S&W Seed Company anticipates using proceeds from the private placement to partially accelerate payment of the remaining principal balance of the Convertible Debentures it issued in December 2014, thus reducing interest expense and providing the Company with additional financial flexibility to pursue other growth opportunities.
MFP Partners, L.P. is a private investment fund controlled by Michael F. Price that focuses on long-term, value investment opportunities. MFP Partners, L.P. originally became a shareholder in December 2014 when it acquired common stock from the company in a private placement to help finance the Pioneer asset acquisition and now owns approximately 16.9% of the outstanding common stock of S&W Seed Company following this private placement. Alexander C. Matina, Vice President, Investments at MFP Partners, L.P., became a member of the S&W Seed Company board of directors in May 2015.
Rights Offering
Additionally, S&W Seed Company announced today that it intends to file with the SEC a registration statement under the Securities Act in order to effect a rights offering to be made to its holders of common stock, and other security holders having rights to participate, as of the as-yet undetermined record date. S&W Seed Company currently plans to raise up to approximately $10.4 million through the distribution of subscription rights and the exercise thereof, which full rights will entitle the security holders to purchase shares of common stock at $4.15 per share. S&W Seed Company currently plans to fix a record date in early 2016 following completion of the review process by the Commission staff, to distribute subscription rights to holders of common stock and other security holders having rights to participate as of the record date and to consummate the rights offering in the first quarter of 2016.

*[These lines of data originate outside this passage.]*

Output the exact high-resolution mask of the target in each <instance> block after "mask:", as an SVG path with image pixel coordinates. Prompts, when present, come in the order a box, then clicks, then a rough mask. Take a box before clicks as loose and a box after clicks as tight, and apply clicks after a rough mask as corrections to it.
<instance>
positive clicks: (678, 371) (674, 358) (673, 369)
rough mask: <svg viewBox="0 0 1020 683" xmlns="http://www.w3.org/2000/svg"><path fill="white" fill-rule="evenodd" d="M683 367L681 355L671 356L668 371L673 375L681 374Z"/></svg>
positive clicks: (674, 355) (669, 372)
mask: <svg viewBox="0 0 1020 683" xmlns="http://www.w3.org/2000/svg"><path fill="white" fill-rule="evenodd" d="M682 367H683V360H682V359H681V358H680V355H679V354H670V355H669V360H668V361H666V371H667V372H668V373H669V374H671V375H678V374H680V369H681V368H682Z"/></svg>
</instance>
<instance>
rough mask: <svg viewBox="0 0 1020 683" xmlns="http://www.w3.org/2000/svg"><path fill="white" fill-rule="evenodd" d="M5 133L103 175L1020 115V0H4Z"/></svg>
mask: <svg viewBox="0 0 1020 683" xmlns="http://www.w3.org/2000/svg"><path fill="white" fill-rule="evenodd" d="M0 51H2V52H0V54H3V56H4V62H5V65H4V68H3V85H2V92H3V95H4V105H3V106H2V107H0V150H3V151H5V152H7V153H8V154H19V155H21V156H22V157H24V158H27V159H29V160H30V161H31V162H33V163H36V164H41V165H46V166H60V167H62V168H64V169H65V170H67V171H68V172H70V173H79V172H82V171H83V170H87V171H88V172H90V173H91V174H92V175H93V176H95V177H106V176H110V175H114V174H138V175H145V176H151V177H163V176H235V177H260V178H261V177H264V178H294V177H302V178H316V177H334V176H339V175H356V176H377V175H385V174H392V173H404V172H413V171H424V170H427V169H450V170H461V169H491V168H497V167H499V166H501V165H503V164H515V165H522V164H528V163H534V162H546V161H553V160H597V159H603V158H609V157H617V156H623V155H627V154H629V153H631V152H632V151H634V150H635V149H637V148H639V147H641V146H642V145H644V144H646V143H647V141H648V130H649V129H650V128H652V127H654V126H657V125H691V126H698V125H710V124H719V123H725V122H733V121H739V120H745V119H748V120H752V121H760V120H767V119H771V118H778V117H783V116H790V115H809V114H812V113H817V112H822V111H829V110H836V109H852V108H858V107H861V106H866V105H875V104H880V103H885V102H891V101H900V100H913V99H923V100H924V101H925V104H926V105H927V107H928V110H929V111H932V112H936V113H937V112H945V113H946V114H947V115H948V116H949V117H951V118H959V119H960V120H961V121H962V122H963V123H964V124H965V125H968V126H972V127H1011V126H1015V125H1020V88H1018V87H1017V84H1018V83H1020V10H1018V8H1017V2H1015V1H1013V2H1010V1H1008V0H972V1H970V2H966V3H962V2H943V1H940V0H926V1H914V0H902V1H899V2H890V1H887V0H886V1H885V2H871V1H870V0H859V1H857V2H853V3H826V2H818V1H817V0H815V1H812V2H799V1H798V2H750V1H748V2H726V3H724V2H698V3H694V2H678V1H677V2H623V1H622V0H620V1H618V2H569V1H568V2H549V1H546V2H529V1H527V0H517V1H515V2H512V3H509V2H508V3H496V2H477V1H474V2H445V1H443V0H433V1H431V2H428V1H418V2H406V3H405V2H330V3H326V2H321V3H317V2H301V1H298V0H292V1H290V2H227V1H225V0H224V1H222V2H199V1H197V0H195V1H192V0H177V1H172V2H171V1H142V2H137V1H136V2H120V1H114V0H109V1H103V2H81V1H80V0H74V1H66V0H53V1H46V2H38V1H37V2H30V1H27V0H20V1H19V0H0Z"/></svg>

This press release does not constitute an offer to sell or the solicitation of an offer to buy nor will there be any sale of any securities referred to in this press release in any state or jurisdiction in which such offer, solicitation or sale would be unlawful prior to registration or qualification under the securities laws of such state or jurisdiction. The rights offering will be made only by means of a prospectus meeting the requirements of the Securities Act of 1933, as amended.